Conclusion: The bio mHam can monitor PNH patients on any FDA approved complement inhibitor. Using this assay, EVH can be more precisely defined as full blockade of complement activity with persistent evidence of hemolysis. Furthermore, the assay has applications for not only PNH but also other diseases in which complement inhibitors are indicated, such as atypical hemolytic uremic syndrome.
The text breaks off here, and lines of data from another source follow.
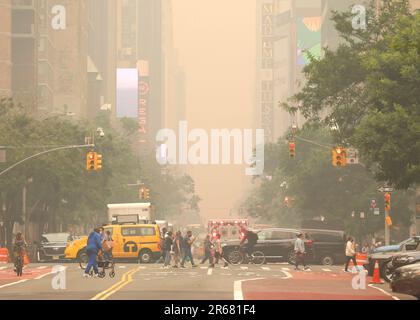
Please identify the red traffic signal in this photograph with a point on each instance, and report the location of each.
(292, 149)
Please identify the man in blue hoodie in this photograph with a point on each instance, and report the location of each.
(94, 244)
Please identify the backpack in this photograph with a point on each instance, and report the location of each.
(252, 237)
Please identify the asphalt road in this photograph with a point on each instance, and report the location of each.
(151, 282)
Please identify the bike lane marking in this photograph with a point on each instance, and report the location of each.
(13, 283)
(383, 291)
(237, 288)
(125, 280)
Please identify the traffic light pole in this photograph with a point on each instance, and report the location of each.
(46, 152)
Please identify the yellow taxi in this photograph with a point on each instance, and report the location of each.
(131, 241)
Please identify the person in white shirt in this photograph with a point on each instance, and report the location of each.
(300, 252)
(350, 253)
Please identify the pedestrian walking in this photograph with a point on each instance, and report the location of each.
(300, 252)
(168, 249)
(177, 249)
(187, 253)
(350, 253)
(207, 250)
(163, 235)
(219, 252)
(94, 244)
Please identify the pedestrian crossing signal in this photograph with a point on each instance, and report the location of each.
(98, 161)
(339, 157)
(292, 149)
(90, 161)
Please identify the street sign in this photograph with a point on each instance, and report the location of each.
(352, 156)
(385, 189)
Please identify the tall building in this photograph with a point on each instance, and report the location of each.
(286, 30)
(24, 52)
(5, 48)
(101, 59)
(145, 42)
(71, 78)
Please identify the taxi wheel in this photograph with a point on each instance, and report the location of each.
(145, 256)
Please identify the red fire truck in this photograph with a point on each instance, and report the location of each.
(227, 228)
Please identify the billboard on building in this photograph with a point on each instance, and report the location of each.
(127, 93)
(308, 39)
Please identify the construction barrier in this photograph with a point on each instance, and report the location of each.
(4, 255)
Disclosures: Cole: Omeros Pharmaceuticals: Current equity holder in publicly-traded company; Novo Nordisk: Current equity holder in publicly-traded company; Astra Zeneca: Current equity holder in publicly-traded company, Membership on an entity's Board of Directors or advisory committees. Brodsky: Alexion Pharmaceuticals: Consultancy. Gerber: Alexion Pharmaceuticals: Consultancy, Membership on an entity's Board of Directors or advisory committees; Merck: Honoraria; Pfizer: Other: spouse employment and received stock; Apellis Pharmaceuticals: Consultancy, Membership on an entity's Board of Directors or advisory committees.